My preffered output would be with multiindexed columns and multiindexed rows. Multiindexed rows are easy with dplyr, the difficulty are the cols.
what I already tried:
library(dplyr)
cp <- read.table(text="SEX REGION CAR_TYPE JOB EXPOSURE NUMBER
1 1 1 1 1 70 1
2 1 1 1 2 154 8
3 1 1 2 1 210 10
4 1 1 2 2 21 1
5 1 2 1 1 77 8
6 1 2 1 2 90 6
7 1 2 2 1 105 5
8 1 2 2 2 140 11
")
attach(cp)
cp_gb <- cp %>%
group_by(SEX, REGION, CAR_TYPE, JOB) %>%
summarise(counts=round(sum(NUMBER/EXPOSURE*1000)))
dcast(cp_gb, formula = SEX + REGION ~ CAR_TYPE + JOB, value.var="counts")
Now there is the problem that the column index is "melted" into one instead of a multiindexed column, like I know it from Python/Pandas.
Wrong output:
SEX REGION 1_1 1_2 2_1 2_2
1 1 14 52 48 48
1 2 104 67 48 79
Example how it would work in Pandas:
# clipboard, copy this withoud the comments:
# SEX REGION CAR_TYPE JOB EXPOSURE NUMBER
# 1 1 1 1 1 70 1
# 2 1 1 1 2 154 8
# 3 1 1 2 1 210 10
# 4 1 1 2 2 21 1
# 5 1 2 1 1 77 8
# 6 1 2 1 2 90 6
# 7 1 2 2 1 105 5
# 8 1 2 2 2 140 11
df = pd.read_clipboard(delim_whitespace=True)
gb = df.groupby(["SEX","REGION", "CAR_TYPE", "JOB"]).sum()
gb['promille_value'] = (gb['NUMBER'] / gb['EXPOSURE'] * 1000).astype(int)
gb = gb[['promille_value']].unstack(level=[2,3])
correct Output:
CAR_TYPE 1 1 2 2
JOB 1 2 1 2
SEX REGION
1 1 14 51 47 47
1 2 103 66 47 78
(Update) What works (nearly):
I tried to to with ftable, but it only prints ones in the matrix instead of the values of "counts".
ftable(cp_gb, col.vars=c("CAR_TYPE","JOB"), row.vars = c("SEX","REGION"))

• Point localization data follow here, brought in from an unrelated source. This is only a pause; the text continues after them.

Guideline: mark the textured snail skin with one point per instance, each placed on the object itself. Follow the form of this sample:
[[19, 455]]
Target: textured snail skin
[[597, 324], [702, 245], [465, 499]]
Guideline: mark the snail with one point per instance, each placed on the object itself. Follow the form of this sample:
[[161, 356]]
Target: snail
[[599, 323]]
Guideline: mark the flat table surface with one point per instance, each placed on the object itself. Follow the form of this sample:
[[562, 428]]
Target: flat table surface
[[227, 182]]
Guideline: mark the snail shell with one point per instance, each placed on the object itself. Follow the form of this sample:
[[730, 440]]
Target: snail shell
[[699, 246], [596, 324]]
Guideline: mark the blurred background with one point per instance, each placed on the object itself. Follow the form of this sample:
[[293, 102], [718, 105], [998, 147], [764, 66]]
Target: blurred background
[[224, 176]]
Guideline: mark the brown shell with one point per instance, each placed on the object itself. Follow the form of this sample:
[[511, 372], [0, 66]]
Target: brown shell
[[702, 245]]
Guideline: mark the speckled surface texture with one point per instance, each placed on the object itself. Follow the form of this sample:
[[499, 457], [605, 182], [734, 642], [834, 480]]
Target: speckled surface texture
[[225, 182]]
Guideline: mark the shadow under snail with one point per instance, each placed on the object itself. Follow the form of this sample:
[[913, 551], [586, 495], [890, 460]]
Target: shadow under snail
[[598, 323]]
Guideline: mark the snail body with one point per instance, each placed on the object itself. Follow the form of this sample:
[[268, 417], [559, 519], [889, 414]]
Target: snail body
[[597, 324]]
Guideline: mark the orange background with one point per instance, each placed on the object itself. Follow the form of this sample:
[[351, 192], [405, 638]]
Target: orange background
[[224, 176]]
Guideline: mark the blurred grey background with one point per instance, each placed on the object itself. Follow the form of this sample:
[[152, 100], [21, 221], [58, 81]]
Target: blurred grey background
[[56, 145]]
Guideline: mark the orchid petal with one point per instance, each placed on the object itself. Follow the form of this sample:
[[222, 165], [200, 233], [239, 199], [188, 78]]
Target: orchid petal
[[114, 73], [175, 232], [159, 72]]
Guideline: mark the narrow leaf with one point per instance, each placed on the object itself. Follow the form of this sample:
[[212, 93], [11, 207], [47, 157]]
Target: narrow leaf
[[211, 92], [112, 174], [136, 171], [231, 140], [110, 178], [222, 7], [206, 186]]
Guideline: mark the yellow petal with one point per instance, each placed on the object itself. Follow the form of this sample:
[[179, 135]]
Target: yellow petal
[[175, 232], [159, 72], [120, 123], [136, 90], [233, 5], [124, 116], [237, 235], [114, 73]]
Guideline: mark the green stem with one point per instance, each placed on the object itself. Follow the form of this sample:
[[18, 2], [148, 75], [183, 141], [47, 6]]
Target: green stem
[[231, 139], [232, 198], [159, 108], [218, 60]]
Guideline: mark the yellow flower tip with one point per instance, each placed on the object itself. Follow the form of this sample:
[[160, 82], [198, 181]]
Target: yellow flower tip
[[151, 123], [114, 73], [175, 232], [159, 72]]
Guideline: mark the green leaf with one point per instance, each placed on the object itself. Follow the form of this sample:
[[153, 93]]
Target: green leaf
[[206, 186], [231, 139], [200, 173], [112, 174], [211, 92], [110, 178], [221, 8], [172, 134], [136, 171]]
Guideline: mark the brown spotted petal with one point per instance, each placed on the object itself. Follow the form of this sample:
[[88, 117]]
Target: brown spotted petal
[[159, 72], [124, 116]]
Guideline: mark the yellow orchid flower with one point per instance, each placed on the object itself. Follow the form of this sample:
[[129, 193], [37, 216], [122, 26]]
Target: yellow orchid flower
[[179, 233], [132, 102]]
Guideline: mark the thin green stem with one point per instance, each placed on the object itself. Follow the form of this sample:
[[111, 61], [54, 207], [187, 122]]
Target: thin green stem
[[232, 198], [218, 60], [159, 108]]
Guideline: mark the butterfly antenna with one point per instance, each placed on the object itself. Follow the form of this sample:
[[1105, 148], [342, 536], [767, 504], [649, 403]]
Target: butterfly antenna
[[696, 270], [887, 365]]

ftable accepts lists of factors (data frame) or a table object. Instead of passing the grouped data frame as it is, converting it to a table object first before passing to ftable should get your the counts:
# because xtabs expects factors
cp_gb <- cp_gb %>% ungroup %>% mutate_at(1:4, as.factor)
xtabs(counts ~ ., cp_gb) %>%
ftable(col.vars=c("CAR_TYPE","JOB"), row.vars = c("SEX","REGION"))
# CAR_TYPE 1 2
# JOB 1 2 1 2
# SEX REGION
# 1 1 14 52 48 48
# 2 104 67 48 79
There is a difference of 1 in some of counts between R and pandas outputs because you use round in R and truncation (.astype(int)) in python.